Declarative runbook executor for AI agents. Validate, dry-run, and safely execute multi-step YAML workflows from any LLM tool-use loop.


Why DeclarAgent?

LLM agents are great at reasoning but dangerous when executing. DeclarAgent gives agents a structured, auditable, and safe way to run real workflows:

  • YAML plans — human-readable, version-controllable runbooks
  • Three step types — shell commands (run), built-in actions (action), and HTTP requests (http)
  • Dry-run & explain — inspect exactly what will happen before it does
  • Destructive-step gating — steps marked destructive: true require explicit --approve
  • Structured JSON results — every run returns machine-readable output with typed errors
  • Built-in actions — file I/O, JSON manipulation, and env access without shell gymnastics
  • Template engine — reference outputs from prior steps with ${{steps.<id>.outputs.<key>}}
  • MCP server — expose plans as directly callable tools over the Model Context Protocol
  • Plan-as-tool — drop YAML files in a directory, each becomes an MCP tool automatically

Installation

Requires Go. This project is currently only tested on macOS.

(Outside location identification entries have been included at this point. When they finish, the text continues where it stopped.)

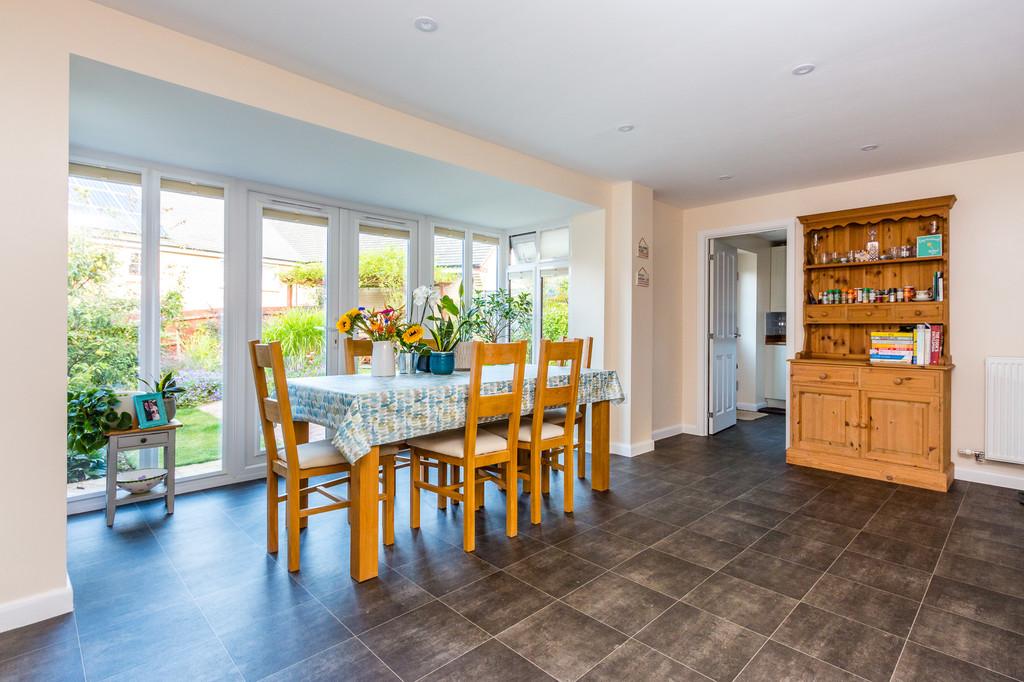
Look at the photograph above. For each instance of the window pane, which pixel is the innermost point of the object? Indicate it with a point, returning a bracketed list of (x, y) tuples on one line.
[(104, 227), (555, 303), (294, 300), (484, 262), (192, 301), (519, 283), (522, 249), (448, 261), (383, 266), (555, 244)]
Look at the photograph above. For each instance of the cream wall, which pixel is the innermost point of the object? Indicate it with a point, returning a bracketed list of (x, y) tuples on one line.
[(36, 41), (986, 243)]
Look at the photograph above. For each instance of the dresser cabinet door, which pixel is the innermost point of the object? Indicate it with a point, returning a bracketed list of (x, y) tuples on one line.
[(902, 428), (825, 419)]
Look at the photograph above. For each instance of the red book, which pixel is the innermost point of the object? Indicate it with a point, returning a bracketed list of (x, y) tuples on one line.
[(936, 344)]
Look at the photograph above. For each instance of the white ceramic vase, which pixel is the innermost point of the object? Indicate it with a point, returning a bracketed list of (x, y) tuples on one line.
[(382, 361)]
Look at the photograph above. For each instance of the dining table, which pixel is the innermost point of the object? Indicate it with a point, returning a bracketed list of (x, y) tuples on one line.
[(366, 412)]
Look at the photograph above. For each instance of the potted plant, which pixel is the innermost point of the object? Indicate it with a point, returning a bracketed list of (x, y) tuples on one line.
[(449, 328), (168, 387), (91, 415), (383, 328)]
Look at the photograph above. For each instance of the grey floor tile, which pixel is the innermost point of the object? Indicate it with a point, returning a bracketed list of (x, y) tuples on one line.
[(698, 549), (753, 606), (920, 663), (498, 601), (844, 643), (804, 551), (663, 572), (705, 642), (988, 576), (896, 551), (619, 602), (981, 644), (555, 571), (882, 574), (562, 641), (441, 574), (639, 528), (602, 548), (634, 661), (977, 603), (489, 661), (365, 605), (350, 661), (775, 662), (783, 577), (865, 604), (727, 529), (423, 640), (264, 645)]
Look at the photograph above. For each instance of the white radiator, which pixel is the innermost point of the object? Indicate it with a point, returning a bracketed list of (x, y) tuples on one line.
[(1005, 409)]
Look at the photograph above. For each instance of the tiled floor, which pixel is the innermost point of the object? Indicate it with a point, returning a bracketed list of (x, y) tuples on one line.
[(711, 558)]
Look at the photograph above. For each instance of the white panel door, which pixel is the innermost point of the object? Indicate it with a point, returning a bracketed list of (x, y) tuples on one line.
[(722, 340)]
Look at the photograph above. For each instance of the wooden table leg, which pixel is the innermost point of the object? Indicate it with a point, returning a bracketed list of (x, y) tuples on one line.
[(363, 512), (599, 476)]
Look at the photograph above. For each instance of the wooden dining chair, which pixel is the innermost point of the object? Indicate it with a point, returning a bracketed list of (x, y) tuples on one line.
[(302, 461), (545, 438), (581, 419), (473, 452)]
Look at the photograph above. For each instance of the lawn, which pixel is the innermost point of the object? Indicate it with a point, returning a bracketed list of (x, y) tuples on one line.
[(199, 439)]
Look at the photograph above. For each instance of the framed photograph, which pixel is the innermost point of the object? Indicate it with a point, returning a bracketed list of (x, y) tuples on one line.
[(150, 410)]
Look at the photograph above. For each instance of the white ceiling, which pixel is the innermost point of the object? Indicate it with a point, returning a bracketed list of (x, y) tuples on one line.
[(708, 84), (124, 113)]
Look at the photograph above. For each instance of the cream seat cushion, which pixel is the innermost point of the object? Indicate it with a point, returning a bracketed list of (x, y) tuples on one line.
[(453, 442), (324, 454), (548, 429)]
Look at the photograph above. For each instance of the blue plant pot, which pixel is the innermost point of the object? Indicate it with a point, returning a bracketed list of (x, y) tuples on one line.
[(441, 363), (423, 363)]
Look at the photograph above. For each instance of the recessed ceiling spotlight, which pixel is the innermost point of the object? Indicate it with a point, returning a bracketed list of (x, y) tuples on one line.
[(425, 24)]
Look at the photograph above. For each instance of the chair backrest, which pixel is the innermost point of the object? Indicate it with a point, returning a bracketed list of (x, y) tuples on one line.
[(276, 410), (564, 353), (588, 351), (355, 348), (495, 405)]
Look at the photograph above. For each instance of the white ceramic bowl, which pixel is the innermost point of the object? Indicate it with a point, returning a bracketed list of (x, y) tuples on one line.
[(140, 480)]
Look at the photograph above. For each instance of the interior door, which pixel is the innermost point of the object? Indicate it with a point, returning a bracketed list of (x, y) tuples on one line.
[(722, 338)]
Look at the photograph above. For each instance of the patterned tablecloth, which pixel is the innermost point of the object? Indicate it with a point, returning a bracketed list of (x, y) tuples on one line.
[(369, 411)]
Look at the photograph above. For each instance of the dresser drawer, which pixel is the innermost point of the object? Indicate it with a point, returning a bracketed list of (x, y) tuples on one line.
[(142, 440), (824, 374), (824, 312), (869, 312), (905, 380)]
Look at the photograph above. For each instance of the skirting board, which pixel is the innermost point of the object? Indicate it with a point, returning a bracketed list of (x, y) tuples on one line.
[(37, 607)]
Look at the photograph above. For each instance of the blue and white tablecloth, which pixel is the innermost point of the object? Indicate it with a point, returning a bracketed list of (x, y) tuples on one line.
[(369, 411)]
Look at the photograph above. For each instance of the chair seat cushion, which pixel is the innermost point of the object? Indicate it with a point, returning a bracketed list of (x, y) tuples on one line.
[(548, 429), (324, 454), (453, 442), (558, 415)]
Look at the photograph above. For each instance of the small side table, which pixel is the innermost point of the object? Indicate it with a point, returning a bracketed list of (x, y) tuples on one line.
[(122, 441)]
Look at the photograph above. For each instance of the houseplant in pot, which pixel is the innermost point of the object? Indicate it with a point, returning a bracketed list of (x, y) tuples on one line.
[(167, 386), (449, 328), (382, 327)]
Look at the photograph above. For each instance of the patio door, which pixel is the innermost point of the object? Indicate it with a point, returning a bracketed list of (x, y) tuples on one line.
[(296, 290)]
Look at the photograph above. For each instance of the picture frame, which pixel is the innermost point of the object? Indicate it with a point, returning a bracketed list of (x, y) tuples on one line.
[(150, 410)]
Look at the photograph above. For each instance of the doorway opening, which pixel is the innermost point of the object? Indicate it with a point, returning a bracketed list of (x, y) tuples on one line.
[(747, 328)]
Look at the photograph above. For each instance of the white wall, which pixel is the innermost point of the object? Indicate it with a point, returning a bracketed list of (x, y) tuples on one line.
[(986, 240)]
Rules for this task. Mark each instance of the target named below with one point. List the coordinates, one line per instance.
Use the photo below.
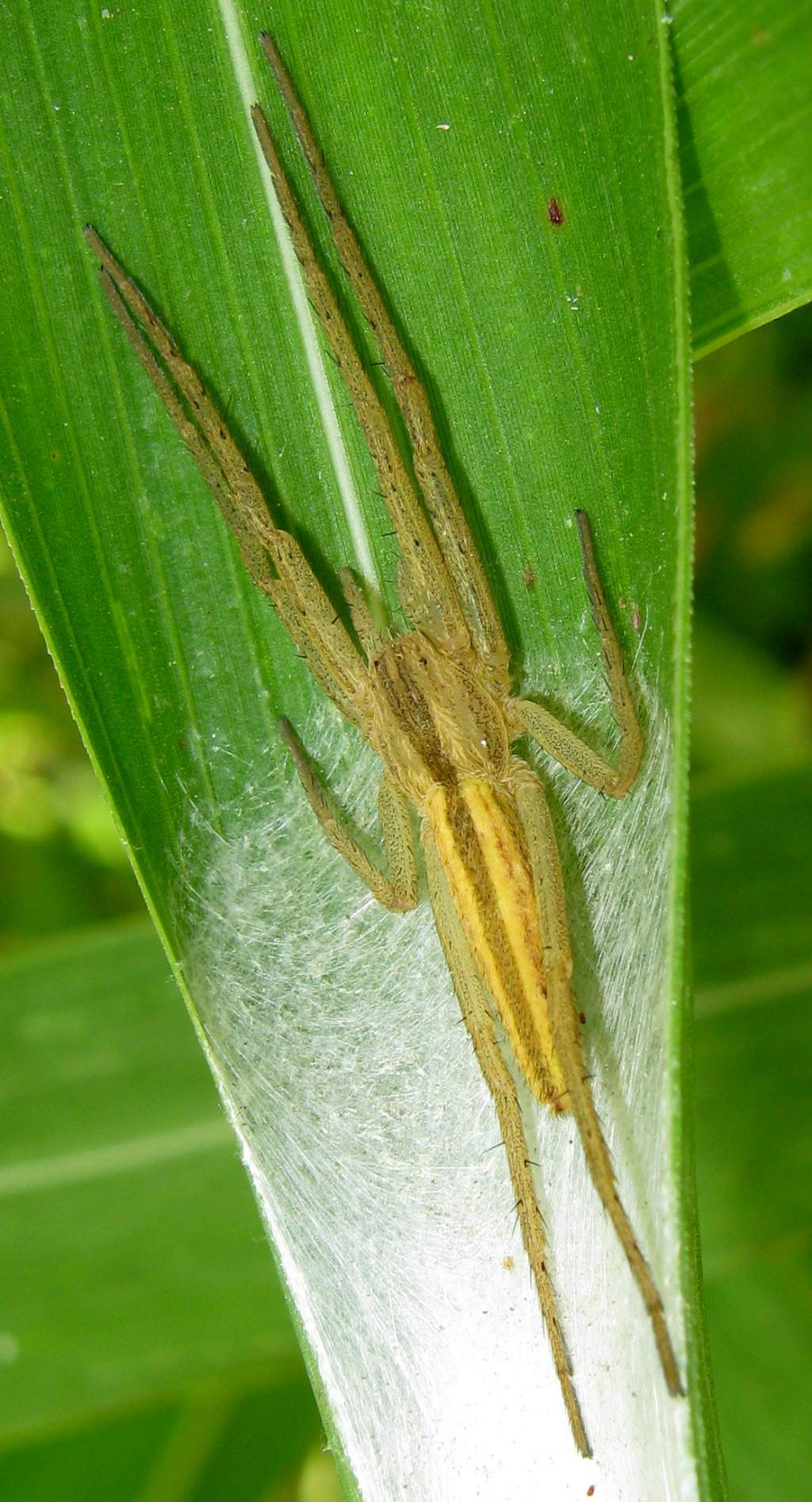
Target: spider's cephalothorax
(431, 720)
(435, 705)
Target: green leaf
(557, 361)
(753, 896)
(754, 999)
(745, 116)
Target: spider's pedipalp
(452, 532)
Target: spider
(437, 706)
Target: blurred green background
(132, 1387)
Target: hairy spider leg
(302, 604)
(425, 585)
(430, 464)
(272, 558)
(557, 739)
(398, 893)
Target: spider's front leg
(563, 1020)
(557, 739)
(443, 582)
(400, 893)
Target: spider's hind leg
(465, 598)
(400, 891)
(563, 743)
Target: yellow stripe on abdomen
(488, 874)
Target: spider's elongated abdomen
(484, 854)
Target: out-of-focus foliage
(753, 676)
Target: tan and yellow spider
(435, 705)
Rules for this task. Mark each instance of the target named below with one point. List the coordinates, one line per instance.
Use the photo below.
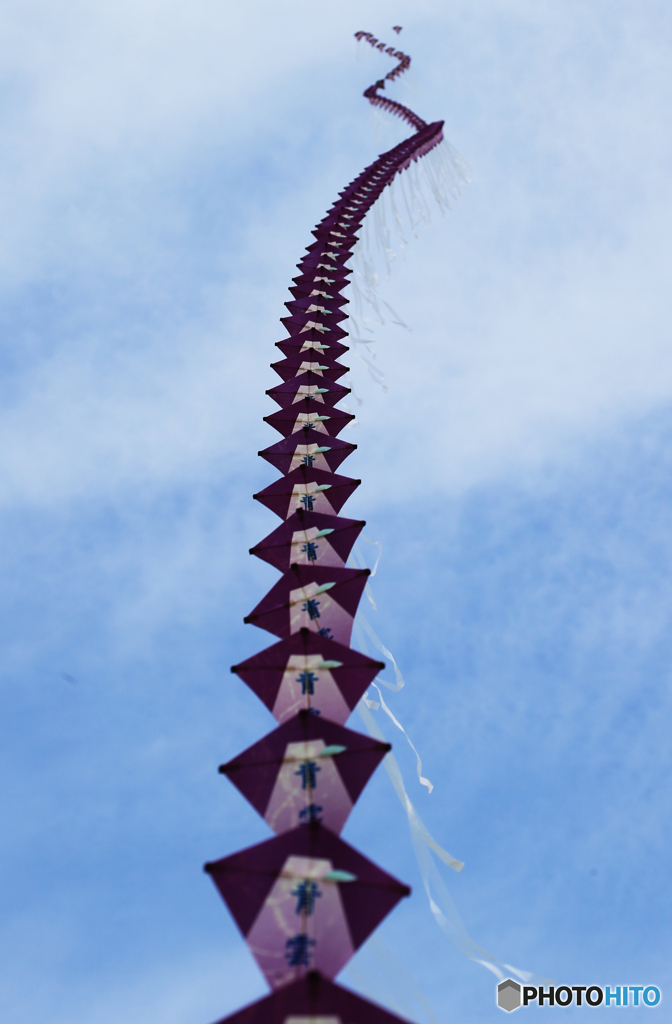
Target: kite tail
(372, 92)
(305, 900)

go install github.com/shiehn/declaragent@latest

# Verify
declaragent --help

Platform note: Linux should work out of the box (the codebase uses sh -c with no OS-specific code). Windows requires WSL or a similar POSIX-compatible shell.

Quick Start

# Validate a plan
declaragent validate plan.yaml

# See what it would do
declaragent explain plan.yaml --input branch=main

# Dry-run (resolves templates, shows commands)
declaragent dry-run plan.yaml --input branch=main

# Execute for real
declaragent run plan.yaml --input branch=main

# Execute with destructive steps allowed
declaragent run plan.yaml --input branch=main --approve

# Start MCP server with a plans directory
declaragent mcp --plans ./plans

Plan Schema

Plan Schema

Plans are YAML files with a simple structure. Each step does exactly one thing: run a shell command, call a built-in action, or send an HTTP request.

name: deploy-service
description: Build, test, and deploy the service
inputs:
  env:
    required: true
    description: Target environment
  tag:
    default: latest
steps:
  - id: test
    run: go test ./...
    outputs:
      result: stdout

  - id: build
    run: docker build -t myapp:${{inputs.tag}} .

  - id: check_health
    http:
      url: "https://${{inputs.env}}.example.com/health"
      method: GET
    outputs:
      status: stdout

  - id: deploy
    run: kubectl apply -f k8s/${{inputs.env}}.yaml
    destructive: true

Step Types

Type Field Description
Shell run Runs a shell command via sh -c. Captures stdout/stderr.
Action action Calls a built-in action (file I/O, JSON, env).
HTTP http Sends an HTTP request. Response body captured as stdout.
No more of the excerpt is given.